A large package of bills that speak to divestiture of public pension funds from five different countries has passed the Senate. The principal bill is SB 846, Senator Cameron Brown, (R-Fawn River Township), which along with companion legislation, together make up the “Divestment from Terror Act.”  These bills are tie-barred to two bills that have passed the House (HB 4854 and 4903) and deal only with divestiture from Sudan and Iran.  It is entirely possible that once the House-passed bills pass the Senate, the House will attempt to remove any linkage among these bills and send their bills to the Governor.  Divestiture from Sudan and Iran is far less costly to pension funds than divestiture from these additional countries would be, largely because there are pre-existing networks that can identify companies involved in them for the Sudan and Iran.

·         Senate Hearings

The Senate Appropriations Retirement Subcommittee is beginning hearings this week on all the state-operated pension systems.  They are beginning with the SERS (State Employees Retirement System).  We will be monitoring these hearings closely.

 

Higher Education Issues

·         FACE legislation available in draft form

Representative Alma Wheeler Smith (D-Ypsilanti) has agreed to sponsor the FACE legislation for AFT Michigan.  At her request, two bill drafts have been prepared by the Legislative Service Bureau for our review and comment.

·         Joint subcommittee hearings on data

The House and Senate Appropriations Subcommittees on Community Colleges and Higher Education are having joint hearings on data collection.  The goal of Rep.

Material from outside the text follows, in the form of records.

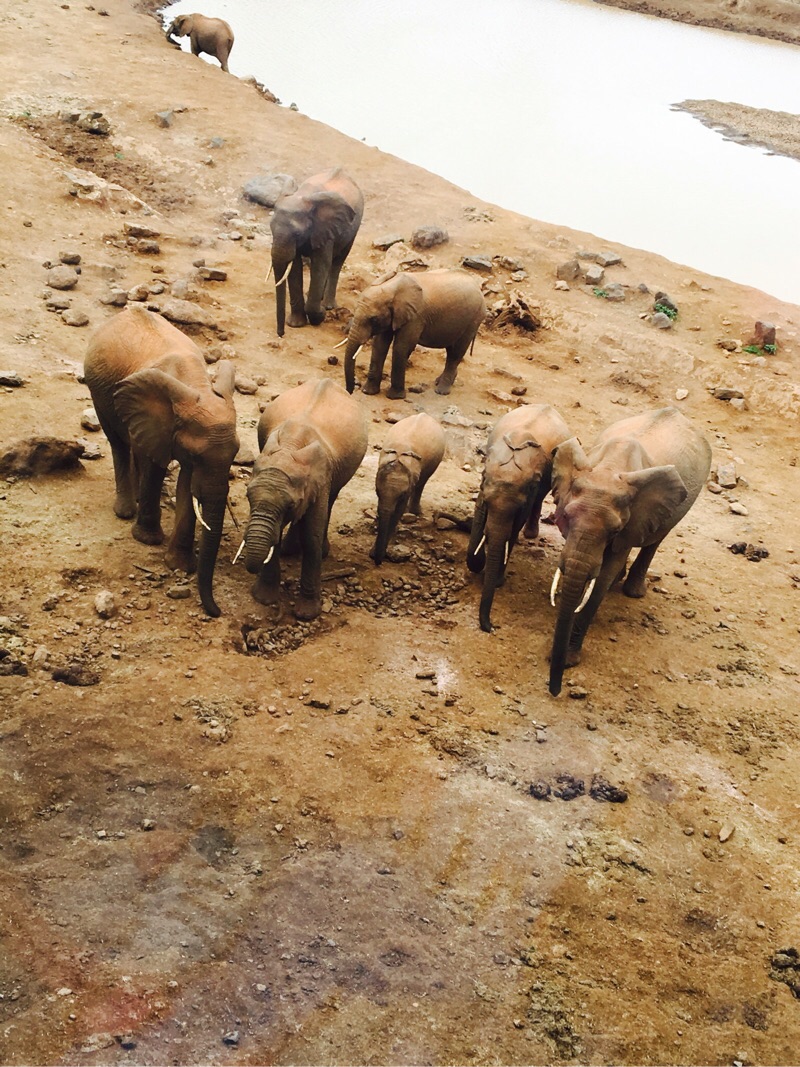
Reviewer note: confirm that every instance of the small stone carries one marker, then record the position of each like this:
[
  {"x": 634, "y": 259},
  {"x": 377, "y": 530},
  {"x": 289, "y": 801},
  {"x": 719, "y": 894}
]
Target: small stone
[{"x": 105, "y": 604}]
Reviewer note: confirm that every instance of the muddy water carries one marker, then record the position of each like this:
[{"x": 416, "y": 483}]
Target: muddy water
[{"x": 559, "y": 109}]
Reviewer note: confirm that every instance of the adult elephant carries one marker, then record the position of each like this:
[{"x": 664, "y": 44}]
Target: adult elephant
[
  {"x": 637, "y": 482},
  {"x": 318, "y": 221},
  {"x": 412, "y": 451},
  {"x": 516, "y": 478},
  {"x": 156, "y": 403},
  {"x": 210, "y": 35},
  {"x": 313, "y": 439},
  {"x": 441, "y": 308}
]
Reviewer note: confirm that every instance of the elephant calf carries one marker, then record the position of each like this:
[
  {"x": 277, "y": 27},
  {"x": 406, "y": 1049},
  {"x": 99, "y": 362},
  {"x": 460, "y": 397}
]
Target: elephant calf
[
  {"x": 516, "y": 478},
  {"x": 313, "y": 439},
  {"x": 440, "y": 308},
  {"x": 210, "y": 35},
  {"x": 412, "y": 451},
  {"x": 153, "y": 397}
]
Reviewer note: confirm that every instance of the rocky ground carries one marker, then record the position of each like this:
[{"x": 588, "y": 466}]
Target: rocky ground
[{"x": 224, "y": 842}]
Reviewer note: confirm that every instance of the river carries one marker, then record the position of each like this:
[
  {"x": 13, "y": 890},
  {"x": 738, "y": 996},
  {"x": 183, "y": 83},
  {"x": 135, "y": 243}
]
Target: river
[{"x": 557, "y": 109}]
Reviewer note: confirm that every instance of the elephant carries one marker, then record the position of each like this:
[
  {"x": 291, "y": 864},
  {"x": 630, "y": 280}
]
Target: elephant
[
  {"x": 412, "y": 451},
  {"x": 442, "y": 308},
  {"x": 313, "y": 439},
  {"x": 210, "y": 35},
  {"x": 628, "y": 491},
  {"x": 155, "y": 402},
  {"x": 318, "y": 221},
  {"x": 516, "y": 478}
]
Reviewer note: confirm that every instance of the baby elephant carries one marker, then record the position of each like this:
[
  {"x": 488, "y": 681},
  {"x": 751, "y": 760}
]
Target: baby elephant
[
  {"x": 412, "y": 451},
  {"x": 313, "y": 439},
  {"x": 210, "y": 35},
  {"x": 516, "y": 478},
  {"x": 441, "y": 308}
]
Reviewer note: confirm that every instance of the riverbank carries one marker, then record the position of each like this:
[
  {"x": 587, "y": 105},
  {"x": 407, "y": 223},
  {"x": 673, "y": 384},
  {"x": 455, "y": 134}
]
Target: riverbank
[
  {"x": 226, "y": 841},
  {"x": 778, "y": 19}
]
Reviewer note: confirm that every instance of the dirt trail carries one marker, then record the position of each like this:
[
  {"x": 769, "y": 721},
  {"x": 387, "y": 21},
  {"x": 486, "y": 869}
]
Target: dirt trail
[{"x": 318, "y": 844}]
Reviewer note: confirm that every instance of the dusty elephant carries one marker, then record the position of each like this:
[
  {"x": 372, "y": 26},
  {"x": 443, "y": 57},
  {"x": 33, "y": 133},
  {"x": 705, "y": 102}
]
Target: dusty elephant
[
  {"x": 313, "y": 439},
  {"x": 319, "y": 221},
  {"x": 156, "y": 403},
  {"x": 516, "y": 478},
  {"x": 636, "y": 483},
  {"x": 440, "y": 308},
  {"x": 210, "y": 35},
  {"x": 412, "y": 451}
]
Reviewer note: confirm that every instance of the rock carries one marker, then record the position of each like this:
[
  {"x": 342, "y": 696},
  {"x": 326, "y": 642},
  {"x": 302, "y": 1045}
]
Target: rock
[
  {"x": 429, "y": 237},
  {"x": 726, "y": 475},
  {"x": 478, "y": 263},
  {"x": 594, "y": 275},
  {"x": 726, "y": 394},
  {"x": 90, "y": 420},
  {"x": 569, "y": 271},
  {"x": 37, "y": 456},
  {"x": 765, "y": 334},
  {"x": 383, "y": 243},
  {"x": 267, "y": 189},
  {"x": 660, "y": 320},
  {"x": 188, "y": 314},
  {"x": 62, "y": 277},
  {"x": 105, "y": 604}
]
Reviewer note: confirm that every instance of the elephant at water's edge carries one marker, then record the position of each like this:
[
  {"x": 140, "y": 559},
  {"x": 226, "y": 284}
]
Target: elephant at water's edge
[
  {"x": 212, "y": 36},
  {"x": 313, "y": 439},
  {"x": 412, "y": 451},
  {"x": 441, "y": 308},
  {"x": 318, "y": 221},
  {"x": 156, "y": 403},
  {"x": 637, "y": 482},
  {"x": 516, "y": 478}
]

Pam Byrnes (D-Chelsea), who is leading this effort, is to update the data showing student success.  For example, current data does not reflect students who complete two years at a community college and then go to a university and complete a degree.  These students are not shown as having successfully completed their work at a community college nor as having graduated from the four year institution.  Furthermore, students who take more than 50% of the “normal” time to graduate are not reflected in the data.  Thus, many students who may be employed full time and attend a community college or university are not “counted” as having graduated.  At the most recent hearing, legislators heard presentations from fiscal analysts on data currently available and from the Executive Director of CEPI. These data sources and the CEPI are hyperlinked below for your reading enjoyment.

·         Higher Ed Endowments in the Spotlight

At the federal level, some legislators are taking issue with higher ed institutions, including community colleges, experiencing double digit increases in their endowments while raising tuition.  Under discussion have been the ideas of imposing spending requirements (e.g., increasing financial aid) or taxing endowments for schools that raise tuition over a certain amount.  The University of Michigan’s $7.1 billion endowment, the eights largest in the nation, increased by 25% in 2006-7.  We will be watching for similar activity at the state level.  (Lansing State Journal article ,the chart is attached.)